You need to be regularly present, you need to be engaged, and you need to draw a sharp, clear distinction between an individual's private expression and one made on behalf of the organization. Komen did the first two, but in the same kind of unconvincing, inauthentic language I mentioned above. Their online voice doesn't read as genuine, and it must. And, clearly, the third thing did not happen.

What I would have done, had I been the marketer presented with the task of conveying something like this to the public? (Well, had I not resigned in disgust. Always a possibility - it wouldn't be the first time...) I would have moved heaven and earth to persuade the brass that more research was needed, both of our affiliate organizations and our supporters. What did they see as being most effective? Where did they feel our most important support was being delivered? In this case, the results of that kind of investigation might well have turned up data so persuasive as to trump ideology and avoid the whole debacle.

Yes, that's a long shot. But at the bare minimum, much more should have been done to anticipate the likely fallout. Newbie-level mistakes were made here.

Observation #4: When apologies are called for, they need to be real ones. Hardly any company ever gets this one right. Just say you're sorry. Not sorry if, not sorry that, not sorry for any (your epithet of condolence here). Just sorry.

This, again, is part of the genuine voice remarked on in Item #3. Just as you can always tell when somebody is issuing an insincere, non-apology apology, so can your base. That's true whether or not you're apologizing directly to them or to a third party. Words matter. Use few, choose them judiciously, and be factually and emotionally honest. If you don't, and the insincerity bleeds through - as it is doing, with Komen's reversal - whatever goodwill you hoped to regain will just become more elusive.
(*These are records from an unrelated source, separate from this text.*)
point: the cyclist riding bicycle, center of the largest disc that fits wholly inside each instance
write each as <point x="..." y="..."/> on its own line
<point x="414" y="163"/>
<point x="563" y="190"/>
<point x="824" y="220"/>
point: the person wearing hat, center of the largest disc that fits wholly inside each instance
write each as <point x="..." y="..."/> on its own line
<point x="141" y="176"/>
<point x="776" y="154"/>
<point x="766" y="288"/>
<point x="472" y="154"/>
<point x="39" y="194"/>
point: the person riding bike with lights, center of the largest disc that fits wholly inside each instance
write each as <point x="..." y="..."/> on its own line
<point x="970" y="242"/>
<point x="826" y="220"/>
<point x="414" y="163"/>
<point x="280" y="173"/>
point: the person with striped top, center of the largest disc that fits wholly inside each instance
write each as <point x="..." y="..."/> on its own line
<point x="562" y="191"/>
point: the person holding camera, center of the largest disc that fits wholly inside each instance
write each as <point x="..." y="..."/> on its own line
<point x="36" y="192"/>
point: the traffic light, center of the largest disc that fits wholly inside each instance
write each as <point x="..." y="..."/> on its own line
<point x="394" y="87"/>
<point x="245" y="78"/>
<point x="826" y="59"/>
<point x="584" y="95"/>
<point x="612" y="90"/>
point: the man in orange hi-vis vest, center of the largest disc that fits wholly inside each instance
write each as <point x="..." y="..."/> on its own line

So, there you have them: my four basic rules. Know your audience, tell the truth, understand/respect the power of the Net, and be sincere. Doesn't sound that hard, does it?

I have absolutely no idea whether Komen will survive this PR fiasco they built for themselves...or, indeed, whether or not the organization should. But I do know one thing for sure. If they're hoping that Super Bowl hoopla will bury the story, they're really fooling themselves. The Count noted that the group has some male supporters on Facebook. They'll likely be watching the big game on Sunday. But the millions of women who have invested donations, volunteer time and their own personal stories/lives, and those of their friends or families, in what Komen has historically been about? Not too many of them will be gathering with the guys for beer and buffalo wings. They're the core constituency Komen needs to be concerned about here. And, come Monday, they'll remember.